Of course, the AP itself has already "lost more" on the ethics side, like when it decided to prostitute itself to celebrities two years ago.
And more of the what:
The ads will not run on the AP’s roster of syndicated sites. Instead, they will only run on AP’s owned and operated sites. Sources say the ads will be priced as a premium ad product and can range anywhere between $3,000 and $25,000. The ad content would be created by outside freelancers, not AP journalists. The AP will be using Polar, a native ad platform, to deliver native ads across its sites.Not cheap, but premium indeed.
Speaking of, as newspapers tout premium websites, and some, like the Dallas Morning News, tout their affiliated online marketing and branding shops for other businesses, I'm surprised more metro daily newspapers aren't going into their own advertorial "product" creation.
I'm sorry, they ARE. And, an official New York Times affiliate is doing that too ... at that "more to lose" risk.
The Texas Tribune will begin experimenting with sponsored content in 2014 with a site dedicated to both standard and paid opinion pieces.Oh, doorknob.
TribTalk will be the Austin-based news nonprofit’s answer to both the newspaper op-ed section and and the wave of interest in branded advertising — a place for commentary on Texas politics and an opportunity for the Trib to find a new stream of revenue.
What will happen?
Rich conservative organizations that have been serious astroturfers in years past will now turn their astroturfing campaigns to this new venue.
So, guess what, Texas Trib?
You just lost a lot of "more."
Here's its "what":
As an exercise in sponsored content, what that means is the Tribune might see submissions from organizations like the Beer Alliance of Texas, AT&T, or Texans for Education Reform.
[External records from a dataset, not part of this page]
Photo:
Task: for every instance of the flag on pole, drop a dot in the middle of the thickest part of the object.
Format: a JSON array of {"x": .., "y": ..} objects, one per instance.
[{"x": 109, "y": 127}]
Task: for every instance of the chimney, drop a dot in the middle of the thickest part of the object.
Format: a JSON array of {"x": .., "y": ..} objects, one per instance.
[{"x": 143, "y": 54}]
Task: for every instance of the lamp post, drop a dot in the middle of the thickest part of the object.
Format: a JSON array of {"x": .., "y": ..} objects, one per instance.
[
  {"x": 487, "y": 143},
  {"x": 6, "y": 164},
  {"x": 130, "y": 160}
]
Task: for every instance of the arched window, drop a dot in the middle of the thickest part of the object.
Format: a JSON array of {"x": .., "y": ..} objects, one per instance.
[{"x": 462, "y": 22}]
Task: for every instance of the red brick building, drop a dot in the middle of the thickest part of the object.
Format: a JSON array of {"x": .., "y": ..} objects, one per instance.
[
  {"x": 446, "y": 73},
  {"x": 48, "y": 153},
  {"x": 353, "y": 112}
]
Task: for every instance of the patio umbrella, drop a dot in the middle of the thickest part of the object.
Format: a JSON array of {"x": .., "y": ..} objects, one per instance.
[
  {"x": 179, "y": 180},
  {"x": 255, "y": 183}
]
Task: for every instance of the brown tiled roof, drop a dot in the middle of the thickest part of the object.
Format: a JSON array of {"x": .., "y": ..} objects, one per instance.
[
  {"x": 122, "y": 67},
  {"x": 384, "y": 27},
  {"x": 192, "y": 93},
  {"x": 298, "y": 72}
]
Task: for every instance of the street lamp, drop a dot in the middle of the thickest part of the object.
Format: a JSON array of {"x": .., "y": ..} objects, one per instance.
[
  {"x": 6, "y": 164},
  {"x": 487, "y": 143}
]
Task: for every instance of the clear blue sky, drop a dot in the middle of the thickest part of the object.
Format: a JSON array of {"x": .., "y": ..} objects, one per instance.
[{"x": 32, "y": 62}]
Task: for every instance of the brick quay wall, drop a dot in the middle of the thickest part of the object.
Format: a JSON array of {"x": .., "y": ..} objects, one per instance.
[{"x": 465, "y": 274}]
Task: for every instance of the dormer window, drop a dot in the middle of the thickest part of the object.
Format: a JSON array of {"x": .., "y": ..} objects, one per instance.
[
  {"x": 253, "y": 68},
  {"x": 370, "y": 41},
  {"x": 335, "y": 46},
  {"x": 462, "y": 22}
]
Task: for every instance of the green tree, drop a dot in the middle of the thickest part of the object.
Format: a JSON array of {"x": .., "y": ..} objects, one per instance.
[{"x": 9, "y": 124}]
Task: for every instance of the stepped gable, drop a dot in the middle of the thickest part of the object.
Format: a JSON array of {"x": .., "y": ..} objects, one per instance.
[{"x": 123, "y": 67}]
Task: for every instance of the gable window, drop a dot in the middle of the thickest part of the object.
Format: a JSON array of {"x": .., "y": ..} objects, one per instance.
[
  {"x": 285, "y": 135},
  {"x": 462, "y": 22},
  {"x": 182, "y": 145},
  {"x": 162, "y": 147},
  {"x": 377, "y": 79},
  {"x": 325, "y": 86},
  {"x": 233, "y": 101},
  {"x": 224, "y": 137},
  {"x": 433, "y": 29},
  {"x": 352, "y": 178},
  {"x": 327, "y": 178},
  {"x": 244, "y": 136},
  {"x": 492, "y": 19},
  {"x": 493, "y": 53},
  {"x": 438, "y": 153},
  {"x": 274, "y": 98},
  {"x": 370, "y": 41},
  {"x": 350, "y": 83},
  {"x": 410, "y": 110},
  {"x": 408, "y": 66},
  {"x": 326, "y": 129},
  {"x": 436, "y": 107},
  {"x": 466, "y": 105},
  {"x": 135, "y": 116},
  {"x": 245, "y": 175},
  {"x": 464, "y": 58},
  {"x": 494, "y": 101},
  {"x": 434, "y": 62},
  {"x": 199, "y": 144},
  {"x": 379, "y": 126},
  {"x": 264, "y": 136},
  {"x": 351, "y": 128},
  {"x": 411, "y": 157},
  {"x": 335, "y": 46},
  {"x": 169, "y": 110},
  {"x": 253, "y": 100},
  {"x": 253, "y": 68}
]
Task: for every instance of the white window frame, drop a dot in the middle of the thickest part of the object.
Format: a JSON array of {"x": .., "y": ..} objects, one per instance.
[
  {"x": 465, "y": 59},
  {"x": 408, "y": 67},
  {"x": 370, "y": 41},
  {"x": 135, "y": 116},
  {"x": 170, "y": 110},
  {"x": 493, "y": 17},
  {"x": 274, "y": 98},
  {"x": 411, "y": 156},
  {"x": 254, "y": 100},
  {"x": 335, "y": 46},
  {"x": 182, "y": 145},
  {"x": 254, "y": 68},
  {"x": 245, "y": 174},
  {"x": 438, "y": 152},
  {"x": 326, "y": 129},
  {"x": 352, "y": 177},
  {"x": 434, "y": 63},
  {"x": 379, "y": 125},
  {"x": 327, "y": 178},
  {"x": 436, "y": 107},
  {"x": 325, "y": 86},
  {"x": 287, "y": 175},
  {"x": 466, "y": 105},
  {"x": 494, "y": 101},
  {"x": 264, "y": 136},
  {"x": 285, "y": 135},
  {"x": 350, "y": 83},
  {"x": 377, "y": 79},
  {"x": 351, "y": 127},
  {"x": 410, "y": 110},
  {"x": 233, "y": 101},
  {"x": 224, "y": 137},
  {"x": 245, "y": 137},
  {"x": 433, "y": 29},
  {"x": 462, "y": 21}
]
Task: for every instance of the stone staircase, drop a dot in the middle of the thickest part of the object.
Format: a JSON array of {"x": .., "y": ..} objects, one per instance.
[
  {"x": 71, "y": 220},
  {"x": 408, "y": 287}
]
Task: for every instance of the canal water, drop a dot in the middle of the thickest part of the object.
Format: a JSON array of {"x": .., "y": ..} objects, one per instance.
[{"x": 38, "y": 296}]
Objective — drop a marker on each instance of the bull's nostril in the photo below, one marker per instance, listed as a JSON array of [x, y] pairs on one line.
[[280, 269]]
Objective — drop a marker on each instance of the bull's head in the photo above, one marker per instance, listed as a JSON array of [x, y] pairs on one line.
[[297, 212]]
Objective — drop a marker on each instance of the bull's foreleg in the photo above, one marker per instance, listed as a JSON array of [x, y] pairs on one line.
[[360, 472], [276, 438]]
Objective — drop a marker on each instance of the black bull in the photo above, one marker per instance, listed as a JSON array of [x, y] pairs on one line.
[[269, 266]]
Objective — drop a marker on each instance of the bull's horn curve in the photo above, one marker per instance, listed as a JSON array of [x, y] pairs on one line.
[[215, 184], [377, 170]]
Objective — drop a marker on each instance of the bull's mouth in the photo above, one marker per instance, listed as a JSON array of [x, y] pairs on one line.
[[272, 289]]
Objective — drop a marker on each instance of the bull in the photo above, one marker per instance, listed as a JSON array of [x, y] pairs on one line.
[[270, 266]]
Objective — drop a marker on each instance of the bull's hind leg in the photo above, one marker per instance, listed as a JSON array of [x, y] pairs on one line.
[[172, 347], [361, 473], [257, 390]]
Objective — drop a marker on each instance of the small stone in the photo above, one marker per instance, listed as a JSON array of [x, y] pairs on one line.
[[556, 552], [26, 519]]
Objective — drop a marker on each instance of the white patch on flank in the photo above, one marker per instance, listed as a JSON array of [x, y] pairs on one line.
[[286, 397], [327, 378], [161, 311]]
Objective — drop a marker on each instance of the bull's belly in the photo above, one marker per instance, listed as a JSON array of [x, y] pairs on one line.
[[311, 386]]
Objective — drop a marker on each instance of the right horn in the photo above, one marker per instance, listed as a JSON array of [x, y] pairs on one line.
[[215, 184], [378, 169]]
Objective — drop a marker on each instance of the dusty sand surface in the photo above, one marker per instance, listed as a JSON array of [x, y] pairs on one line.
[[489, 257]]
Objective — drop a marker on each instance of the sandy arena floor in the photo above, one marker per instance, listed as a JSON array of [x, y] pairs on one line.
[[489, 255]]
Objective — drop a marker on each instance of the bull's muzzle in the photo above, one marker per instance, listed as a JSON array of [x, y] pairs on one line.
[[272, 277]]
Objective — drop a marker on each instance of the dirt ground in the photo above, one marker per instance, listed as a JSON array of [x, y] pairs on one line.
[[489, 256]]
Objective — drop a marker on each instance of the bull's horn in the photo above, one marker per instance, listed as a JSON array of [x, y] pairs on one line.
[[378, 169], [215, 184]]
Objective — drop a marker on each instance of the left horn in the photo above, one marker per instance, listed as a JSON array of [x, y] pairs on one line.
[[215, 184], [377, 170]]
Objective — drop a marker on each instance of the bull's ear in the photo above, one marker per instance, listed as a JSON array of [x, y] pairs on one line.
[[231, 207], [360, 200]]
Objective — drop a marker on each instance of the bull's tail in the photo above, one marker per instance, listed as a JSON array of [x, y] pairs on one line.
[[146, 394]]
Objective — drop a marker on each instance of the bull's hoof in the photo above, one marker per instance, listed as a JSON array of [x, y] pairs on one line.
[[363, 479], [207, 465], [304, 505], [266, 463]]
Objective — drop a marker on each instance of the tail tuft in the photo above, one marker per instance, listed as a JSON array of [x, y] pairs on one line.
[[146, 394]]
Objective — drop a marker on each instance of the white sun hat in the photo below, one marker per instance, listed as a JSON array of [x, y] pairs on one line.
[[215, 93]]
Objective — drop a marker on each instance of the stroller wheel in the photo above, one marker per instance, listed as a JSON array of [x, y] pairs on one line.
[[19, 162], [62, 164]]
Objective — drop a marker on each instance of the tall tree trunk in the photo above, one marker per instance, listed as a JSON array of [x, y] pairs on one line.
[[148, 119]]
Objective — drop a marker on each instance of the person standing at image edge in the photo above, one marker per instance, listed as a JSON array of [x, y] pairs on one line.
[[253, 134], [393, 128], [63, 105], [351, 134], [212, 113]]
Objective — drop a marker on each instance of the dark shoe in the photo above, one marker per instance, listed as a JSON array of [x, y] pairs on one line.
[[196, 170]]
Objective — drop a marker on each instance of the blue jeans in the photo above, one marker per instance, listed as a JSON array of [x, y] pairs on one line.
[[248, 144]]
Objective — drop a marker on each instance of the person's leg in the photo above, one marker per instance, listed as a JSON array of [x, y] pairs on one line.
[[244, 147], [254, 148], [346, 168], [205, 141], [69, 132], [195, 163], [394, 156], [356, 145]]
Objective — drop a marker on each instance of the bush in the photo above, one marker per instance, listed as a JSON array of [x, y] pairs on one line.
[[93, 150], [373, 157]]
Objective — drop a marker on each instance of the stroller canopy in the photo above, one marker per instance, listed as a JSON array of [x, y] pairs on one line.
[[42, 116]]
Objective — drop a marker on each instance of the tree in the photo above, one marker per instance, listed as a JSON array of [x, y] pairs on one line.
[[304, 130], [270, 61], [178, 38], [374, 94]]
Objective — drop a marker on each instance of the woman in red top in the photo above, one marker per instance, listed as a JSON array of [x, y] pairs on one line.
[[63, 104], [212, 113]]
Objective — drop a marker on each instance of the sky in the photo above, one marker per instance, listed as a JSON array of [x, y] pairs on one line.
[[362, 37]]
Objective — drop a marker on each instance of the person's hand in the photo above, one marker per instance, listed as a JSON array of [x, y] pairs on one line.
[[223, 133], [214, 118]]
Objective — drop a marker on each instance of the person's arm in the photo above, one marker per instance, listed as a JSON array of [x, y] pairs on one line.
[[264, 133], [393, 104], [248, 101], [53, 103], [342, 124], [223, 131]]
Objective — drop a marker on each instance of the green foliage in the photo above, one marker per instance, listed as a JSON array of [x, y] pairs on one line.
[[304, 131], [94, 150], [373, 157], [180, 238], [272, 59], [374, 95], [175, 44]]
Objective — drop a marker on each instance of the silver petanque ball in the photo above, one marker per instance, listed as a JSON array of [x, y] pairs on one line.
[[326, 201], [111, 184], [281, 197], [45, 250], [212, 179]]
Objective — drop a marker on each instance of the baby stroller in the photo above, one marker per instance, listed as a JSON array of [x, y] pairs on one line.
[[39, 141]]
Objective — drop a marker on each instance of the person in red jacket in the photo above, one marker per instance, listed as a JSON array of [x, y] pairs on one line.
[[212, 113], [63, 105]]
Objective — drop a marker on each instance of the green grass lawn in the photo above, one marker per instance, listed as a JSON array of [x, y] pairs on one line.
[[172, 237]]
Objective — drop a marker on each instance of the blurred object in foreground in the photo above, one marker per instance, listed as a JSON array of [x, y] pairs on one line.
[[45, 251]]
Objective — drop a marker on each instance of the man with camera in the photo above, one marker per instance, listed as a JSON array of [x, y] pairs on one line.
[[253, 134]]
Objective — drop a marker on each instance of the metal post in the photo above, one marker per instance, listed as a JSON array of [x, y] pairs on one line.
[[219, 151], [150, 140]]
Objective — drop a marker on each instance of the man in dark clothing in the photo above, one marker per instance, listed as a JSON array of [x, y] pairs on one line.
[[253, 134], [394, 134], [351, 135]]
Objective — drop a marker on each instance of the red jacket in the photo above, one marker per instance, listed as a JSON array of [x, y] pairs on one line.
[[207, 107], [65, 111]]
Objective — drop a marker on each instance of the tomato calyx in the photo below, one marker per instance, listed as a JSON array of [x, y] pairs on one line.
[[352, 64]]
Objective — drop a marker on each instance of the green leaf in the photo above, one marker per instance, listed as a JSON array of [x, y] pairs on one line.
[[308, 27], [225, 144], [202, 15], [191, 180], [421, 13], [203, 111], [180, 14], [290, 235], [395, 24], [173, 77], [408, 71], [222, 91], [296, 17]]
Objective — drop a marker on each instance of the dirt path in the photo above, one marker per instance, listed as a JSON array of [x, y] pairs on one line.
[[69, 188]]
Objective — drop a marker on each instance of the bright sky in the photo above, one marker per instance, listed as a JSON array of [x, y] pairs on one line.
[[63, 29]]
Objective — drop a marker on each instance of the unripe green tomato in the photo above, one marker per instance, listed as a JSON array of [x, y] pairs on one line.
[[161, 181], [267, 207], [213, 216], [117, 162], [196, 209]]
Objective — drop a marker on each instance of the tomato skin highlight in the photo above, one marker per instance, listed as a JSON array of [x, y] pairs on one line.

But the goal is to round out the site with unpaid submissions from readers, officials, and others, Ramshaw said, and they’ve already reached out to 200 experts and other thinkers around the state to ask if they would be interested in contributing.Oh, those "experts and other thinkers" may be unpaid by you, but ... unpaid by anybody? I doubt it.
I just threw up in my mouth, twice, over this one.